Have you come to the conclusion that the love is gone? Maybe you always envisioned yourself meeting a great person, falling in love, getting married, having children, and living happily ever after. However, if your happily ever after is becoming a nightmare, you may be thinking about giving your spouse the boot. If you’re ready to cut your losses and move on to greener relationship pastures, you’ll likely have to deal with some tax consequences. You’ve probably been so busy planning your future that you may have forgotten all about the impact a divorce or separation can have on your taxes. Here are some ways your tax situation could be affected if you divorce or separate.
Your tax situation will be different depending on whether you are the one providing or receiving child support payments. Looking for a tax deduction on child support payments? Sorry, you’re out of luck. Know that child support payments are not tax deductible. At least you can feel good knowing that you’re providing for your child. On the other hand, if you received child support payments, it won’t be taxed.
Rejoice — alimony payments are tax deductible. So while it might be painful to reach into your pockets and send money to your ex, at least you can deduct it from your tax bill. The IRS explains, “You can deduct alimony paid to or for a spouse or former spouse under a divorce or separation decree, regardless of whether you itemize deductions.” However, if you decide to voluntarily provide financial support to your spouse outside of a divorce or separation agreement, these payments are not tax deductible.
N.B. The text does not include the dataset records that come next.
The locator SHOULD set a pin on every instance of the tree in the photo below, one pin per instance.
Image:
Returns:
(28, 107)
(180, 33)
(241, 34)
If you’re on the receiving end of alimony payments, this money is taxable in the year you receive it. However, alimony is not subject to tax withholding. Consequently, you might have to increase the amount of tax you pay during the year so that you can avoid a penalty for underpayment.
You won’t be able to deduct contributions you make to your former spouse’s traditional IRA if you get a final decree of divorce or separate maintenance by the end of the tax year. However, you might be able to deduct contributions made to your own traditional IRA.
While you may be excited to change your last name (that is, if you took your spouse’s surname after marriage), this could pose some problems when it’s time to file your tax paperwork. You’ll need to make sure that the name on your tax return matches your Social Security records. The IRS says a discrepancy in names could cause problems with processing your return and could possibly delay your tax refund. You can change your name after your divorce by filing Form SS-5 with the Social Security Administration.
Did you lose your health insurance as a result of the divorce? The IRS says you’ll still be required to have health insurance coverage during each month of the year for yourself and your dependents. If you’re looking for insurance, you can enroll through the Health Insurance Marketplace during their special enrollment period.